There is a chain of islands, near one of the world’s busiest shipping lanes, that wasn’t there a few days ago. That isn’t how the chain’s inhabitants see it, though.
The way they see it, their islands are the only place in the world that’s more than a few days old. The entire planet is repeatedly destroyed and instantly replaced with a drastically different one, at seemingly random intervals that can only be predicted by the doomsayers of the Shattered Isles. It’s been this way for millennia, and the dark times before the priests learned to predict these apocalypses saw the extravagant funerals of many adventurous saurians (the dominant people of the Shattered Isles) who were out exploring new worlds when the stars changed. Now every expedition beyond the Isles brings at least one doomsayer with it, to watch for signs of the end, and explorers almost always return home in time.
What would you do if you found yourself trying to run a kingdom and amass wealth, and everything around the kingdom kept shifting? You’d be coming into contact with exotic civilizations all the time, but never developing lasting, profitable trade relationships with them.

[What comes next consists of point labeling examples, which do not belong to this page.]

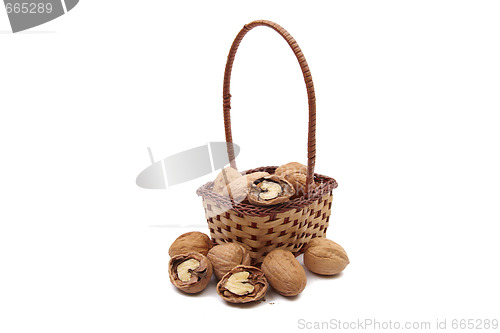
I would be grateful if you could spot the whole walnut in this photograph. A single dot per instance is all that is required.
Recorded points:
(191, 242)
(226, 176)
(284, 272)
(238, 189)
(226, 256)
(292, 167)
(270, 190)
(296, 174)
(324, 256)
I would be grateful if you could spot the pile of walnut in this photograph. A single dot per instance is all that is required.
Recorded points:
(194, 260)
(261, 188)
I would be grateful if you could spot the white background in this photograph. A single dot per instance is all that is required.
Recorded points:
(407, 102)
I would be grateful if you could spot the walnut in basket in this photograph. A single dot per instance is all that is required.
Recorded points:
(270, 190)
(238, 189)
(224, 178)
(296, 174)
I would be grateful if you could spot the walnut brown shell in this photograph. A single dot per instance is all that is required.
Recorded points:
(270, 190)
(325, 257)
(226, 256)
(191, 242)
(238, 189)
(255, 277)
(292, 167)
(284, 272)
(224, 178)
(199, 276)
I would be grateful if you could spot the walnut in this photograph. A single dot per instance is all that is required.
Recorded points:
(284, 272)
(191, 242)
(226, 176)
(226, 256)
(292, 167)
(270, 190)
(238, 189)
(296, 174)
(324, 256)
(190, 272)
(242, 284)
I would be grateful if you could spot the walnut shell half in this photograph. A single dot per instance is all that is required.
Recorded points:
(242, 284)
(190, 272)
(226, 256)
(298, 181)
(270, 190)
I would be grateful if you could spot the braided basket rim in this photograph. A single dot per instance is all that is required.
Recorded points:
(326, 185)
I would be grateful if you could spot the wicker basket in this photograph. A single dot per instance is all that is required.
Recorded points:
(288, 225)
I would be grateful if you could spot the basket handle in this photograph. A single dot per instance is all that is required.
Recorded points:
(311, 137)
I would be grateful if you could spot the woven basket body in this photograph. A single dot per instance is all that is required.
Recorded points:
(260, 230)
(289, 225)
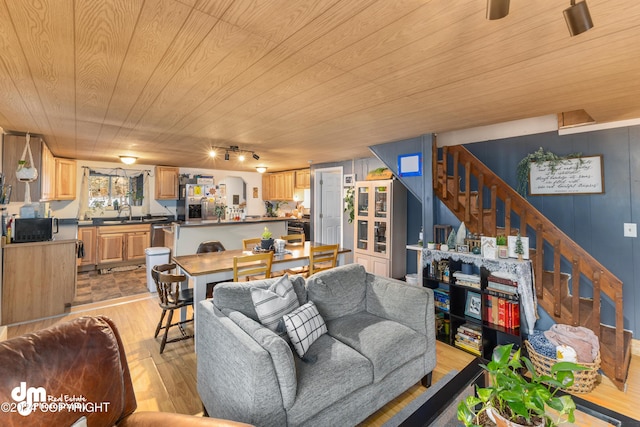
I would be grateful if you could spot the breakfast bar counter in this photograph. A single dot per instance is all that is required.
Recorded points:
(184, 238)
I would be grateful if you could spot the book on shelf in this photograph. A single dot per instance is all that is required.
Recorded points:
(467, 348)
(502, 287)
(501, 311)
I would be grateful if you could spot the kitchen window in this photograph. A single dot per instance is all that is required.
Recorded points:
(121, 185)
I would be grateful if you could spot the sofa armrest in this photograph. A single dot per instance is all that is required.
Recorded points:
(236, 376)
(394, 300)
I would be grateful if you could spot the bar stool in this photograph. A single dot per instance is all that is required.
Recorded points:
(207, 247)
(172, 297)
(249, 266)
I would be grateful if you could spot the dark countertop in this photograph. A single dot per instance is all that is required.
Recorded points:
(153, 219)
(210, 222)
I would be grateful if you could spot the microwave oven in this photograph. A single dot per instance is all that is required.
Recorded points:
(34, 229)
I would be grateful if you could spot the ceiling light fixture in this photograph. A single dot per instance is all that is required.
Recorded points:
(497, 9)
(241, 155)
(578, 18)
(128, 160)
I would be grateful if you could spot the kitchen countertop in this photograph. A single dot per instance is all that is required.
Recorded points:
(250, 220)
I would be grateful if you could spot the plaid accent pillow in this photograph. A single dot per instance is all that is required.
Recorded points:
(304, 326)
(272, 303)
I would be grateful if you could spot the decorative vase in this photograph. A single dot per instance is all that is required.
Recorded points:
(266, 243)
(500, 421)
(503, 251)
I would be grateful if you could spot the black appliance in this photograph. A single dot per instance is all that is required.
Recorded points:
(34, 229)
(299, 226)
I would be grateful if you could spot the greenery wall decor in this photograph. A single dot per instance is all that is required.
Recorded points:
(348, 203)
(540, 155)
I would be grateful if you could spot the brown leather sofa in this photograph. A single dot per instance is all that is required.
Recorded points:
(55, 376)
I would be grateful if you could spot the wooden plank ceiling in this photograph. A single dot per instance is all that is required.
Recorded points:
(299, 81)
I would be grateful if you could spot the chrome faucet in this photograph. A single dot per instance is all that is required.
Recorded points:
(123, 207)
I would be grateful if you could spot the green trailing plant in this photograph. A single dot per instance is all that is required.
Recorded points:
(519, 250)
(266, 234)
(517, 399)
(349, 199)
(540, 155)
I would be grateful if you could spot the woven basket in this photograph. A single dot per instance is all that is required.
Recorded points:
(583, 382)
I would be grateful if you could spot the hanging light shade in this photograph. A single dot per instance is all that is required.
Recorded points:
(578, 18)
(497, 9)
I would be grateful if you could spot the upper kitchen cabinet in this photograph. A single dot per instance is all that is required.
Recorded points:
(12, 148)
(278, 186)
(57, 176)
(303, 178)
(167, 182)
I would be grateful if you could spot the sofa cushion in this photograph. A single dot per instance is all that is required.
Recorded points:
(304, 327)
(280, 352)
(339, 291)
(337, 372)
(273, 303)
(236, 296)
(387, 344)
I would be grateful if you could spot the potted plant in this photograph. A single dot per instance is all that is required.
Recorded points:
(267, 240)
(510, 396)
(501, 244)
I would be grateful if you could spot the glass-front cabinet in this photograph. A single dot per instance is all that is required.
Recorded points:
(380, 206)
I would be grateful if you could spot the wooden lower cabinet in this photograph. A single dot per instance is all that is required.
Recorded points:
(122, 243)
(39, 280)
(88, 237)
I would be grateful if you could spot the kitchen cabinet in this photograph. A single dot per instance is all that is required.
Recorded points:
(278, 186)
(122, 243)
(12, 148)
(303, 179)
(380, 227)
(57, 176)
(88, 237)
(166, 182)
(39, 280)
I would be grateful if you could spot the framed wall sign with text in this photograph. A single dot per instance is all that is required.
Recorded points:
(410, 164)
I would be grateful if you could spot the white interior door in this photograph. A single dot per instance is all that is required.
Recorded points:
(328, 185)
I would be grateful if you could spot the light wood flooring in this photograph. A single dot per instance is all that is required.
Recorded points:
(167, 382)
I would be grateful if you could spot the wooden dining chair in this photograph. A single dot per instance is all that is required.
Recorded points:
(294, 239)
(250, 244)
(322, 258)
(172, 297)
(252, 267)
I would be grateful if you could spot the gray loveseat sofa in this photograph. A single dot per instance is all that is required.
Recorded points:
(380, 342)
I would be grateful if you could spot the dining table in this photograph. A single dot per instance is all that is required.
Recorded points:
(214, 267)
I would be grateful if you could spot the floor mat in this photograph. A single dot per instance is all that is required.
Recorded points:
(92, 286)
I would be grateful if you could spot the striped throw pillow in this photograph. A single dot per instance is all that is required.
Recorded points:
(273, 303)
(304, 326)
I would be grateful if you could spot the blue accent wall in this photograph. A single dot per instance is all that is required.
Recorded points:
(595, 222)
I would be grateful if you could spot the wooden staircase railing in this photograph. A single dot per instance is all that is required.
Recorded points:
(454, 188)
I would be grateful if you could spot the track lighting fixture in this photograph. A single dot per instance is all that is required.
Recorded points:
(497, 9)
(128, 160)
(235, 150)
(578, 18)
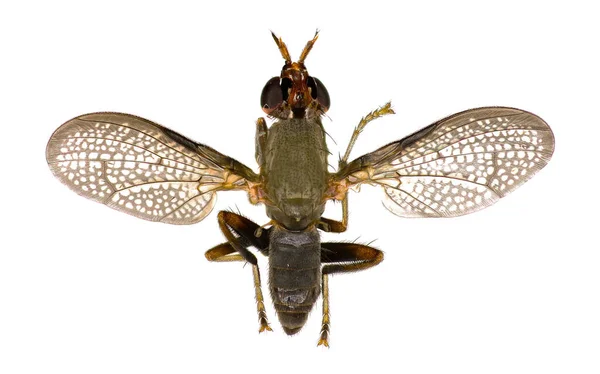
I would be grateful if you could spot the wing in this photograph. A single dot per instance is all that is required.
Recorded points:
(141, 168)
(458, 165)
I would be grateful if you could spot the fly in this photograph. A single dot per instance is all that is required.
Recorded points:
(456, 166)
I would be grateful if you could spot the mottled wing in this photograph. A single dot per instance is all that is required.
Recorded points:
(458, 165)
(141, 168)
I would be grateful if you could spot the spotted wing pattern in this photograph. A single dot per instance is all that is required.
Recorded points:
(138, 167)
(460, 164)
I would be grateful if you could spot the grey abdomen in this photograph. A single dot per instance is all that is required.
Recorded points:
(294, 275)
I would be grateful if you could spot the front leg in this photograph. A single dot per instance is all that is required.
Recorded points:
(240, 234)
(261, 141)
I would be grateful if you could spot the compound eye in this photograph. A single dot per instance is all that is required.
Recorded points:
(319, 92)
(272, 96)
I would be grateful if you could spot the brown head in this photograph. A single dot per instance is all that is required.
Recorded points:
(294, 94)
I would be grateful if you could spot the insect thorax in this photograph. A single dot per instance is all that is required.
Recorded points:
(294, 275)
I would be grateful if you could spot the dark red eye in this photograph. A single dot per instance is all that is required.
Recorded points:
(271, 96)
(319, 92)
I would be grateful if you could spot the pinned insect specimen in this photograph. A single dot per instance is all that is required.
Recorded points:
(456, 166)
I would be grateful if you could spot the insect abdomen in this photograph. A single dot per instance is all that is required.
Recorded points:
(294, 275)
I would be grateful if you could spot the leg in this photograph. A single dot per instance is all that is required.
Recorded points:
(231, 223)
(347, 257)
(261, 141)
(379, 112)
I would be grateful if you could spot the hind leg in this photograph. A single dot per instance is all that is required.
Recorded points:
(240, 234)
(342, 258)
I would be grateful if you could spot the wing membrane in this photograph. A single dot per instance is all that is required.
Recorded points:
(458, 165)
(141, 168)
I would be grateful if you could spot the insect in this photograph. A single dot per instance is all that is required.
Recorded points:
(456, 166)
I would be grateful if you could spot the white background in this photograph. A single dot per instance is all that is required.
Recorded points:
(513, 288)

The saurians decided long ago to lie, cheat, and steal, looting and pillaging whenever the opportunity presents itself. Which is fine, because their victims would cease to exist in a year or two at the most, anyway. Which of course means that the murder of anyone not of what their priests call the One True Race doesn’t count.
There are a few exceptions, other intelligent species that managed to get a foothold on the islands despite a hostile lost-world environment, and establish themselves as permanent residents. The mere of existence of these descendants of what they refer to as “ephemerals” annoys the hell out of saurian philosophers. Even more offensively, all of these alien races necessarily have their own cultural worldviews, which are seen as foolish at best and blasphemous at worst.